The nearly 7-year Right to Life v Abortion Supervisory Committee case is back in the Supreme Court in Wellington this Tuesday, and there’s a lot at stake. (BTW, court hearings are open to the public, and generally start at 10 a.m. The Supreme Court is located at 85 Lambton Quay.)

This case has cost the Crown hundreds of thousands of dollars to defend and has so far been considered by fourteen judges in various courts, before winding up in the lap of the Supreme Court. ALRANZ has a timeline of the case, from its beginnings in May 2005 when Right to Life (RTL) filed a mandamus in the High Court in Wellington against the ASC for its alleged failure to fulfil its statutory duties. Its claims included the failure of the ASC to ensure that the human rights of unborn children received the full protection of the law, the failure to hold certifying consultants accountable for the lawfulness of the abortions they authorised and the failure to stop abortion on demand.

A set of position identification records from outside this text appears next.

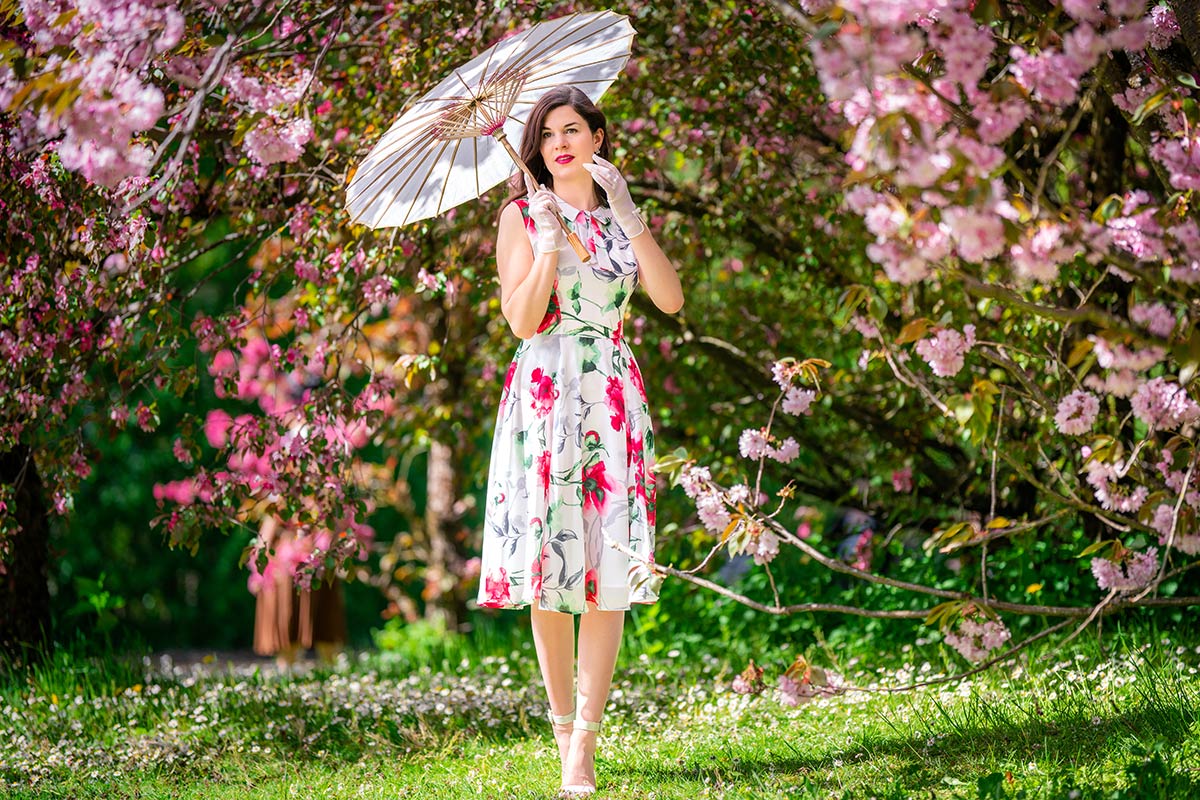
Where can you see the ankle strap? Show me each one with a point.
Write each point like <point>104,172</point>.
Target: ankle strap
<point>565,719</point>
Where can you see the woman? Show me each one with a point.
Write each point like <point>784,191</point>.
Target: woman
<point>574,449</point>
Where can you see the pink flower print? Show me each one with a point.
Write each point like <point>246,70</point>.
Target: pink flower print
<point>496,587</point>
<point>635,374</point>
<point>544,392</point>
<point>595,486</point>
<point>531,227</point>
<point>535,575</point>
<point>616,397</point>
<point>553,312</point>
<point>508,384</point>
<point>591,587</point>
<point>544,473</point>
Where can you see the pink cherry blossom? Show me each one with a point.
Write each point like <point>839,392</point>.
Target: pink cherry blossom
<point>976,641</point>
<point>1133,573</point>
<point>1077,413</point>
<point>1164,26</point>
<point>753,443</point>
<point>786,452</point>
<point>1164,405</point>
<point>946,350</point>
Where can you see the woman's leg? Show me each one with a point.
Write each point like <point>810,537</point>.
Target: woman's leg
<point>553,638</point>
<point>599,643</point>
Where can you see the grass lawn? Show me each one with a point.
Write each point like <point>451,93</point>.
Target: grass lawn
<point>1077,725</point>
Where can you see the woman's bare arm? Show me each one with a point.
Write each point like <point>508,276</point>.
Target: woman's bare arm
<point>526,280</point>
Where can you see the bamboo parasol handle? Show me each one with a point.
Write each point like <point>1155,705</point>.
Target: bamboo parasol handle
<point>576,245</point>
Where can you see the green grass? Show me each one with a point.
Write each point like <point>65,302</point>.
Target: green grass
<point>1083,725</point>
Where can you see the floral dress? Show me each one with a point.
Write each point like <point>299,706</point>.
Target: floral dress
<point>574,450</point>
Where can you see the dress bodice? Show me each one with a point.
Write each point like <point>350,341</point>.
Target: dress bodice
<point>592,298</point>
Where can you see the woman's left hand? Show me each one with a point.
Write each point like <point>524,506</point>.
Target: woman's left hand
<point>615,186</point>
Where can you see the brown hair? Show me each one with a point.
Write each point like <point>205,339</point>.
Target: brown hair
<point>531,139</point>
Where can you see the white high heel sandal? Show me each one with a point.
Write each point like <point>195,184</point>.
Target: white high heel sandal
<point>580,791</point>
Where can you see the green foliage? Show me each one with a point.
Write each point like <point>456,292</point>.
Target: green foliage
<point>475,728</point>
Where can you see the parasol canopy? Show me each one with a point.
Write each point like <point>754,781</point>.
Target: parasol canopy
<point>453,144</point>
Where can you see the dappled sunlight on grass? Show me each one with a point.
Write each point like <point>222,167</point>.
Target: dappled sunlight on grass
<point>672,729</point>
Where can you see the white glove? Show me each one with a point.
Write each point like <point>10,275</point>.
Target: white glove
<point>615,186</point>
<point>545,214</point>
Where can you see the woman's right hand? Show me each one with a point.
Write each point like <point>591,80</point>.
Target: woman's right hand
<point>545,214</point>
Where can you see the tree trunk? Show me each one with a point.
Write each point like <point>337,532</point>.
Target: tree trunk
<point>443,564</point>
<point>24,593</point>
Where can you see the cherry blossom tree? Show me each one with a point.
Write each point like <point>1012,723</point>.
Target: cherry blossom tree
<point>1023,175</point>
<point>940,262</point>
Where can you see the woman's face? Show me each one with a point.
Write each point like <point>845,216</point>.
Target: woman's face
<point>567,143</point>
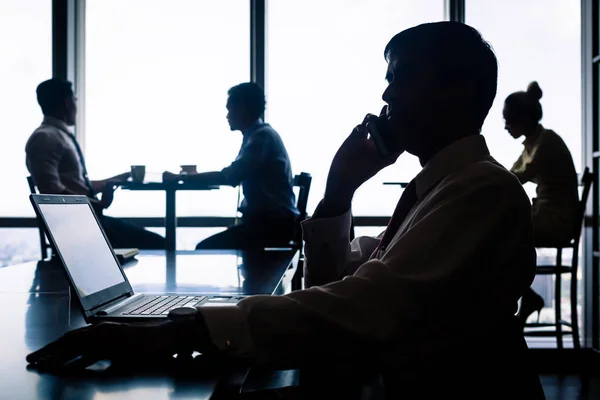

Numerous courts have looked at all of RTL’s claims over the years, and in 2011 in the Court of Appeal, RTL eventually lost on two parts of its case – (i) the claim that the fetus has a legal right to life from conception and (ii) a challenge to the current abortion counseling regime. But after a subsequent appeal, the Supreme Court decided to allow it to advance its argument that the Abortion Supervisory Committee is not fulfilling its statutory duty. Here is a pdf of the Supreme Court decision allowing the appeal, which is worth reading in order to understand what’s going on in this case.

As it stands, that part of the case is essentially focused on whether or not the ASC should be reviewing (second-guessing) certifying consultants’ decisions regarding the lawfulness of abortions they approve. (Background: Abortion in New Zealand is covered by the Crimes Act 1961 under which it is only legal if approved by two certifying consultants under a limited set of grounds. Those grounds are: where continuing the pregnancy poses serious danger to the life or mental health of the mother, cases of severe mental or physical handicap of the fetus, incest, or severe mental subnormality of the mother. Around 98% of all abortions are approved under the mental health ground – another indicator of the bankruptcy of the current conservative law.)

In its defence, the Crown has argued that medical decisions like those made by certifying consultants are not open to external review, a defence that reaches back to the precedent-setting 1982 Wall v. Livingston case in which an anti-choice doctor challenged the abortion approval for a pregnant 15-year-old. Several judges have shown sympathy to this part of Right to Life’s case, in particular Justice Forrest Miller in his 2008 ruling calling into question the lawfulness of many abortions in New Zealand, and Justice Arnold, who offered a dissenting decision in the case at the Appeals Court stage. Some lawyers who have looked at the Court of Appeal decisions see the dissenting opinion as the stronger — something that’s pretty sobering to pro-choice supporters, and could auger badly for the Supreme Court case.

Success for RTL on this front would almost certainly curtail abortion access in New Zealand. Opening medical decisions up to review by a politically appointed statutory body (the Abortion Supervisory Committee), would, at the very least, have a chilling effect on certifying consultants. How many will want to take on the job knowing political appointees will be looking over their shoulders? As the latest ASC report, issued in February, pointed out, the numbers of certifying consultants are already falling, with some regions severely underserved, meaning there are already unacceptable delays for many women seeking abortion care.

This is how abortion access is lost … slowly, expensively, ponderously, through the courts, with (almost) no one really noticing what’s going on. Meanwhile, despite ongoing complaints from the courts and the ASC itself that Parliament needs to do something to bring abortion law into line with practice, our politicians have steadfastly maintained a deafening silence — one of the recent honourable exceptions being former Labour MP Steve Chadwick.